I successfully read the file and compressed it with Java's GZIP classes, however I did not attempt to parse the XML itself. Did you run EnwikiDocMaker on the actual XML or the bz2 archive? The 20070527 run should end soon (I hope - it reached 2.2M documents, so if it doesn't fail, I guess that bzip wrapping is very unlikely to affect the XML parsing.
Shai, why did it take 9 hours to get to that exception? Is bunzip that slow? That seems crazy.
I run the test on my TP 60, which is not a snail-of-a-machine, but definitely not a strong server. You can download the patch and the jar and try it out on your machine. But yes, I did notice bzip is very slow compared to gzip, however it has better compression ration. I do want to measure the times though, to give more accurate numbers, but in order to do that I need to finish a successful run first.
Can you run only your bunzip code and confirm it ...
I would have done that, but the output XML is 17GB, and doing it twice is not an option on my TP. That's why I wanted this bzip thing in the first place :) I'll try to do that with the 20070527 version, which hopefully will be \~half the size ...
Michael McCandless (@mikemccand) (migrated from JIRA)
Did you run EnwikiDocMaker on the actual XML or the bz2 archive?
I downloaded the bz2 2008036 Wikipedia export, ran bunzip2 on the command line, then had to patch Xerces JAR to get it to parse the XML successfully.
I run the test on my TP 60, which is not a snail-of-a-machine, but definitely not a strong server.
Hmm – I wonder how long bunzip2 would take on the TP 60. Time to upgrade ;) Get yourself an X25 SSD!
I would have done that, but the output XML is 17GB, and doing it twice is not an option on my TP. That's why I wanted this bzip thing in the first place
Ahh OK :)
Shai Erera (@shaie) (migrated from JIRA)
I downloaded the bz2 2008036
I'm almost sure its a typo, but just to verify - did download the 20090306 (enwiki-20090306-pages-articles.xml.bz2), or 2008036?

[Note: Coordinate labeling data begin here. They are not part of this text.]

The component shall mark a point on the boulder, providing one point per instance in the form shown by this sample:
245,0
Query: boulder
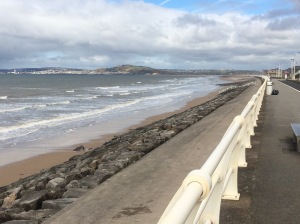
54,183
58,203
74,193
32,200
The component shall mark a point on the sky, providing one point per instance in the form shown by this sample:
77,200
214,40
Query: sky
171,34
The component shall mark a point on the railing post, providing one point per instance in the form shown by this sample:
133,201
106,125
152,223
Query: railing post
198,200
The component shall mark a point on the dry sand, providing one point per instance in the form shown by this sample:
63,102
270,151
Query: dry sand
14,171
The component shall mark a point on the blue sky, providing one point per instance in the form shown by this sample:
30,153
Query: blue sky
190,34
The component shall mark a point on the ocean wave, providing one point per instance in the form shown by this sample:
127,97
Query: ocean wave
12,109
37,124
70,91
108,87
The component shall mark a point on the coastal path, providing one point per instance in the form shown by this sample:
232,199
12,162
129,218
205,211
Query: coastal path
270,185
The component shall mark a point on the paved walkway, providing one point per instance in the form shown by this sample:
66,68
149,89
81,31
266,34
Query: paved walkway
141,192
270,185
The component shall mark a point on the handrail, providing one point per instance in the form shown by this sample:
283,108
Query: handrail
198,199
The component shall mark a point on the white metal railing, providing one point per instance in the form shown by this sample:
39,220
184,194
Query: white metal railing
198,199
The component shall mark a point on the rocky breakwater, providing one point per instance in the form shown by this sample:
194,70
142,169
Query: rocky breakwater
37,197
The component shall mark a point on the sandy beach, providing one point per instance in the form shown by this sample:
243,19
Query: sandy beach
14,171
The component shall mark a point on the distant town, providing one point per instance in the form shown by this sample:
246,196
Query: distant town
124,69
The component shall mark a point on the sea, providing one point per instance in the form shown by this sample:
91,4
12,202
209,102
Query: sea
42,113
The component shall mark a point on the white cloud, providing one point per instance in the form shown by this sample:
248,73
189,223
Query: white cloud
98,33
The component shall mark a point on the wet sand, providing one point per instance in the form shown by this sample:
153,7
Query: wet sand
14,171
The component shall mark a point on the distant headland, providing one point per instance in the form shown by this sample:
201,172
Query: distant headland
123,69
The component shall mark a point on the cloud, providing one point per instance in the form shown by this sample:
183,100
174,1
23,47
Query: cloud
98,33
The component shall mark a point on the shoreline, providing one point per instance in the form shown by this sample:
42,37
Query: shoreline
20,169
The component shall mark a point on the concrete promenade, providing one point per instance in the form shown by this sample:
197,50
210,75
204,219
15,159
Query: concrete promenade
270,185
141,192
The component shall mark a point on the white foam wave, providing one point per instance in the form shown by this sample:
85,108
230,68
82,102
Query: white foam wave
59,103
108,87
63,119
12,109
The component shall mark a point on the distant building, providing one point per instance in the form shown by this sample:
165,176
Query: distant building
273,73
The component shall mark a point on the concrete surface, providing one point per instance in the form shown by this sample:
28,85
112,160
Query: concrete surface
141,192
270,185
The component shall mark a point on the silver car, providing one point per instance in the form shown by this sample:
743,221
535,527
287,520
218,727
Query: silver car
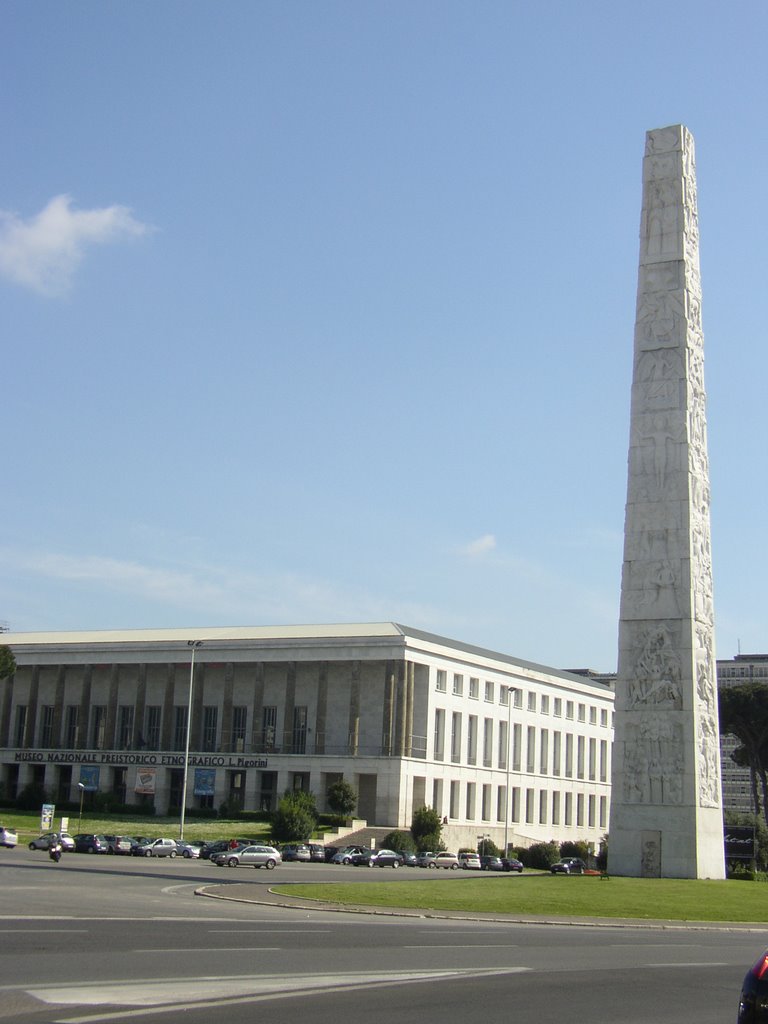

Anyway, I think I've found a problem. In the javadocs, they document that the IS version uses the readByte() exclusively, but don't say anything regarding their OS version. I read the code and noticed it always calls write() and never uses the array version. So I wrapped the FOS with a BOS (bufSize=64k) and then with BZOS. I did a short test, reading 2000 records from the 20070527 file, before and after the change:
Num Docs | Before | After | %tg |
---|---|---|---|
2000 | 106s | 30s | 72 |
I think that if that improvement is stable, than the 9 hours run should drop to \~3 hours, which seems right. I didn't measure the time to unzip the file using WinRAR (the first time I tried it), but it was a couple of hours run.

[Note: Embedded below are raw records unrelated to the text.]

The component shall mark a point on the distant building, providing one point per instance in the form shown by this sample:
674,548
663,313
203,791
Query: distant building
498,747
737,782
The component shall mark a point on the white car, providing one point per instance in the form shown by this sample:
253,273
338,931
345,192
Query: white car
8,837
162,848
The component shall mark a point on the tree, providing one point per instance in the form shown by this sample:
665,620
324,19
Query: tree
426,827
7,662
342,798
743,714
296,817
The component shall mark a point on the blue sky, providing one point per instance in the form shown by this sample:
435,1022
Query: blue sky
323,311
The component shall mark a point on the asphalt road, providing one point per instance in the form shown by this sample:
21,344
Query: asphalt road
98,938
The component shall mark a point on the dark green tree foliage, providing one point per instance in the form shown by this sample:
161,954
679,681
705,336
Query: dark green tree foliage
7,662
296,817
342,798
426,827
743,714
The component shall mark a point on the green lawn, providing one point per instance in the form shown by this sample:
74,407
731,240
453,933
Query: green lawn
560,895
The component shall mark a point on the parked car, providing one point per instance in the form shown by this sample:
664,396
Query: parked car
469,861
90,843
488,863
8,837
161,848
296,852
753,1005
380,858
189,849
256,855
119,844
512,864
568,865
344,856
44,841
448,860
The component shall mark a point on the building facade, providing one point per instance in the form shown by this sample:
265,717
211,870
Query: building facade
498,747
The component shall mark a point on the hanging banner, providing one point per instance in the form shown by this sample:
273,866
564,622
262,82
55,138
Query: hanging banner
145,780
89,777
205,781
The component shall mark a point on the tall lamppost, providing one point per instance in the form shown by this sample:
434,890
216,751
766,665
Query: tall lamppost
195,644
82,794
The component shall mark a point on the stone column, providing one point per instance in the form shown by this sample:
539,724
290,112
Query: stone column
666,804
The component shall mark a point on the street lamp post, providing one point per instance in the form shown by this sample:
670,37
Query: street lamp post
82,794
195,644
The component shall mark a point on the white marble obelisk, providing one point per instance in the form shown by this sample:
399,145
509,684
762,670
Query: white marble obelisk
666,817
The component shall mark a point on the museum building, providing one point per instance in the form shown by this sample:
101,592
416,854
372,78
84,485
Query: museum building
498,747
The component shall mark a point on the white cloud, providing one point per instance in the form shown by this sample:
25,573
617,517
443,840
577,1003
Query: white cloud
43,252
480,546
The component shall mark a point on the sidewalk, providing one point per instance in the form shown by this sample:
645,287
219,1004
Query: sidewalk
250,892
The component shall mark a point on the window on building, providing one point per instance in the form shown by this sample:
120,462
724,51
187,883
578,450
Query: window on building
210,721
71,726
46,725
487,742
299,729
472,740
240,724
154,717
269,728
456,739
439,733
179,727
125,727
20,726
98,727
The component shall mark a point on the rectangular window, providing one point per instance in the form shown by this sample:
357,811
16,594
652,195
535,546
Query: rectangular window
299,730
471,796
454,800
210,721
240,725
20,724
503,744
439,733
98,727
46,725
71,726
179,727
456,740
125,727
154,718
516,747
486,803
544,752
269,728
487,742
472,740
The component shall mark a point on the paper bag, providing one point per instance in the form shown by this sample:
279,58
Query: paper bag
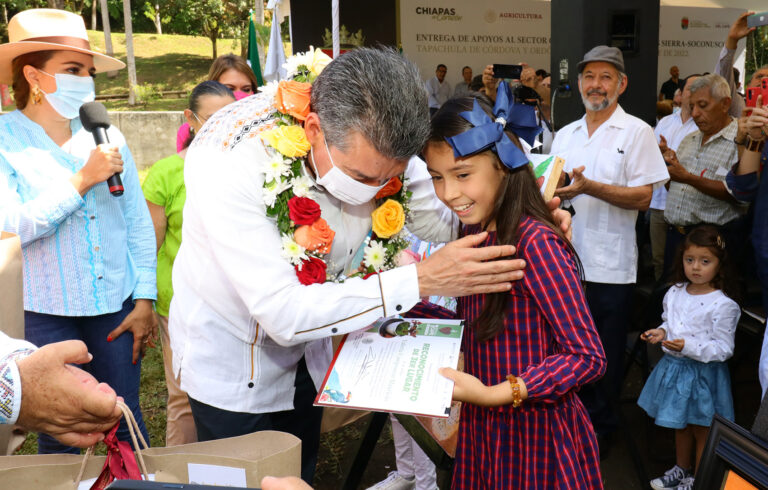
11,317
254,455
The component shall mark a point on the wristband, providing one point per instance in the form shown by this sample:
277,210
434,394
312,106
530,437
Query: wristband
755,145
517,398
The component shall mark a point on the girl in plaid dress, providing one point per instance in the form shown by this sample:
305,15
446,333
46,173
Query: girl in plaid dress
526,351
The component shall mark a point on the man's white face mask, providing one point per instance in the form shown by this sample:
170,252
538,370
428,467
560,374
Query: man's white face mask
342,186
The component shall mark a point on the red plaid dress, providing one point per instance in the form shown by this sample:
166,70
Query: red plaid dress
549,341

Once the current run will complete, I'll kick off a new one with that code change and note the time difference. I'm eager to see it speeds up, but I want to complete a successful run before :)
Shai Erera (@shaie) (migrated from JIRA)
Another thing I noticed is that WriteLineDocTask calls flush() after every document it writes. Any reason to do it? We use BufferedWriter, and calling flush() after every document is a bit expensive, I think. I quickly measured the same 2000 documents run and it finished in 28 seconds, 7% improvement compared to the 'after' run and 74% improvement compared to the 'before'. So if there's a good reason, we can keep it - the performance gain is not that high, but otherwise I think we should remove it, and count on PerfTask.close() being called at the end of the run (perhaps the absence of close() was the reason to call flush() in the first place?).

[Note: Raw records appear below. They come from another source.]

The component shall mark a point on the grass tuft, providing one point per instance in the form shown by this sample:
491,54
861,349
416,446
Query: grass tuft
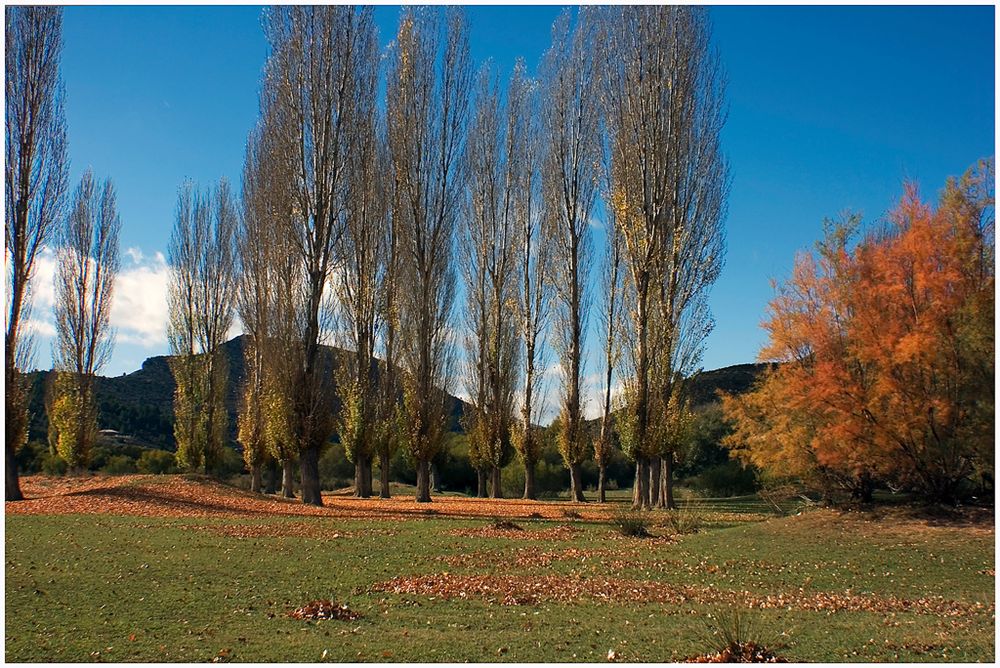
632,523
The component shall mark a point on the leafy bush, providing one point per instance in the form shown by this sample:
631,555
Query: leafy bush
628,522
229,463
30,457
120,465
156,462
54,465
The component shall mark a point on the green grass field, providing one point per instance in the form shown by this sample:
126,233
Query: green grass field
120,588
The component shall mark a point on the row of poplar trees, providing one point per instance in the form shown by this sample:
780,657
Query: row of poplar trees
361,213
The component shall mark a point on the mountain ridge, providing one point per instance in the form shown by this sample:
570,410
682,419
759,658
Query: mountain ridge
140,403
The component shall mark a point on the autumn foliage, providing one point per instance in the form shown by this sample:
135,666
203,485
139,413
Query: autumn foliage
885,350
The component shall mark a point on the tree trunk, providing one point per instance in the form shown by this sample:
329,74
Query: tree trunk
256,479
495,490
576,483
288,479
12,490
363,477
423,481
656,498
644,495
309,476
435,478
481,487
637,484
529,481
383,466
668,482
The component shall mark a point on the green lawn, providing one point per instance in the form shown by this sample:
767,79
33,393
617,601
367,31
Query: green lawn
147,589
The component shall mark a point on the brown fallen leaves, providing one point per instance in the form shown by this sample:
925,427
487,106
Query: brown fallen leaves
530,590
187,496
290,529
324,609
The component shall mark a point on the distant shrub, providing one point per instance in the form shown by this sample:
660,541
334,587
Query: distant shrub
632,523
229,463
688,520
30,457
54,465
119,465
726,479
156,462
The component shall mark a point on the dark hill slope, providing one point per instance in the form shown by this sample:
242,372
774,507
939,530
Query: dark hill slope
140,404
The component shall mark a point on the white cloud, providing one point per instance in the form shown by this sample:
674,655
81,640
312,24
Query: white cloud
43,284
40,328
135,254
139,311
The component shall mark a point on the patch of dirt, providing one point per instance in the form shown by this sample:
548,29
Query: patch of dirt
560,532
531,590
913,524
189,496
291,530
324,609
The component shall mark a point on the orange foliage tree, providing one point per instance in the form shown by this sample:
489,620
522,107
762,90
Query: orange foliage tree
885,351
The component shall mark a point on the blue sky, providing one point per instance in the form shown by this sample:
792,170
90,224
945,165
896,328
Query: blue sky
830,108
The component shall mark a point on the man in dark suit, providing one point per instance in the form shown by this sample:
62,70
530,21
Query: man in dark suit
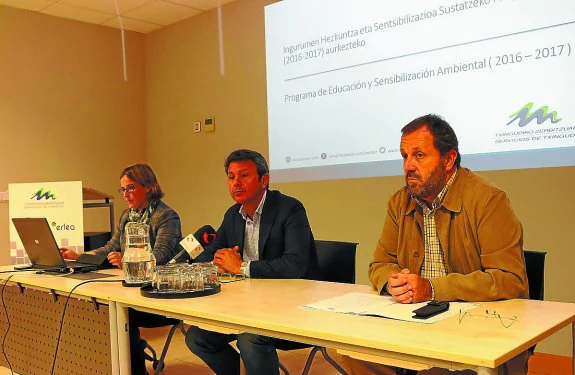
264,235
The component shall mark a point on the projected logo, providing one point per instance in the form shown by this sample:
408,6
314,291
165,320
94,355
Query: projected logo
525,115
41,194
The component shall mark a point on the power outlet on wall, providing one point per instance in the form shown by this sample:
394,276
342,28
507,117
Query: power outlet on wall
209,125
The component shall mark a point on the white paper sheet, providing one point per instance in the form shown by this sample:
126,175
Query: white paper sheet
383,306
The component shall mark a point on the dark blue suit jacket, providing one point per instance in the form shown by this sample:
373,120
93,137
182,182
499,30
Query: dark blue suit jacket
286,243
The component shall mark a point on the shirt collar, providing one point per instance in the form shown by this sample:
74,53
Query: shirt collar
259,210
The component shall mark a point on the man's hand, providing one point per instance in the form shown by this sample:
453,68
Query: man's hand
228,260
407,287
68,253
115,259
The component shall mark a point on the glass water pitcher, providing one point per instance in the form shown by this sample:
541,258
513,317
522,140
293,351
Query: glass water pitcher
138,261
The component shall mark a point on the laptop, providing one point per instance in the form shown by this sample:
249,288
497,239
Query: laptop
43,250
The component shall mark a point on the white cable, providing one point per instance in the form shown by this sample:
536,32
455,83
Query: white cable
123,40
220,38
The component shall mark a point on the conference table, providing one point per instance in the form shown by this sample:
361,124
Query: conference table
273,308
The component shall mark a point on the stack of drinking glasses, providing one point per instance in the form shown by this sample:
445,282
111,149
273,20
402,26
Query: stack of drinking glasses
183,280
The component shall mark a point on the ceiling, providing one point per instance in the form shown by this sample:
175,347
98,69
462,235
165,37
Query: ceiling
142,16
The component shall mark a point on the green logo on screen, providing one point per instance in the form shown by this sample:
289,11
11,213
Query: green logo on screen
526,114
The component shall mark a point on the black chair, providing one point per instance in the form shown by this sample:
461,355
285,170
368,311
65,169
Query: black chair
158,364
535,265
336,261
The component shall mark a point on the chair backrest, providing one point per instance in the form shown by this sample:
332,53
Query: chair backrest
336,261
535,264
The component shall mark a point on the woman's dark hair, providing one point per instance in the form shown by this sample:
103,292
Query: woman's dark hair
143,175
444,138
245,155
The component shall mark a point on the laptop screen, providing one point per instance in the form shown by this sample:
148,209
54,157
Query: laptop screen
39,242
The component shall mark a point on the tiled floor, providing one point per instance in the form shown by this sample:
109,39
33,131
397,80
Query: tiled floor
181,361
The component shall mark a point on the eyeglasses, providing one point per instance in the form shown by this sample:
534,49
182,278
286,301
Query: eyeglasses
127,189
505,321
225,278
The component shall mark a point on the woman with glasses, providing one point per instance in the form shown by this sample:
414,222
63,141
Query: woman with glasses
143,194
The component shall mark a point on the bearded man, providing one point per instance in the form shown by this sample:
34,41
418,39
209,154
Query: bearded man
449,234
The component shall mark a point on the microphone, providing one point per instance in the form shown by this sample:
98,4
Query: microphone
194,244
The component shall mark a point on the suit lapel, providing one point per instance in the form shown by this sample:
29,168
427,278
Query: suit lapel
240,230
267,220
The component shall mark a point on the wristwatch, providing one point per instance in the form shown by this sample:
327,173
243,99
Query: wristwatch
244,268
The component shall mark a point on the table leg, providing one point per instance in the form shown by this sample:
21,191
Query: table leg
115,354
123,339
487,371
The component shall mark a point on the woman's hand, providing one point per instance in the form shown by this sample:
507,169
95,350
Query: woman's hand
69,253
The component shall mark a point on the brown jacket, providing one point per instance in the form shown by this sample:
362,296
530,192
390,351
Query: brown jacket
481,238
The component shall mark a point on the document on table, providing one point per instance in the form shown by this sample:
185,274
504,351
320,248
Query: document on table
383,306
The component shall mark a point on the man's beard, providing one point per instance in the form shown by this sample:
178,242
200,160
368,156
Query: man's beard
430,187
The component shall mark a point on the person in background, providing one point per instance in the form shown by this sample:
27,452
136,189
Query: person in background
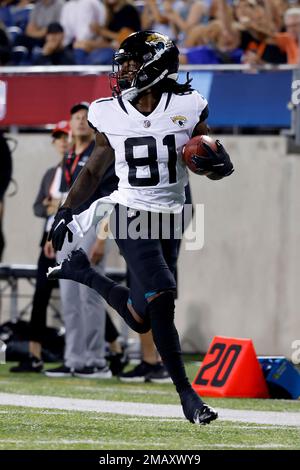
5,177
54,52
43,13
289,41
5,45
83,309
46,204
122,19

Michael McCandless (@mikemccand) (migrated from JIRA)
I'm almost sure its a typo, but just to verify - did download the 20090306 (enwiki-20090306-pages-articles.xml.bz2), or 2008036?
Sorry I meant 20090306.
I did a short test, reading 2000 records from the 20070527 file, before and after the change:
Excellent!
Another thing I noticed is that WriteLineDocTask calls flush() after every document it writes. Any reason to do it?
Hmm that should not be needed; I'd say remove it? But, implement close() to actually close the stream?
Shai Erera (@shaie) (migrated from JIRA)
But, implement close() to actually close the stream?
Already did, I had to because otherwise the bzip file wasn't sealed properly (that's why I started the other thread about tracking task resources). It already exists in the attached patch.
I'm finishing a run with the updated code (wrapping w/ BOS), so once that finishes, I'll post an updated patch and some numbers.
Michael McCandless (@mikemccand) (migrated from JIRA)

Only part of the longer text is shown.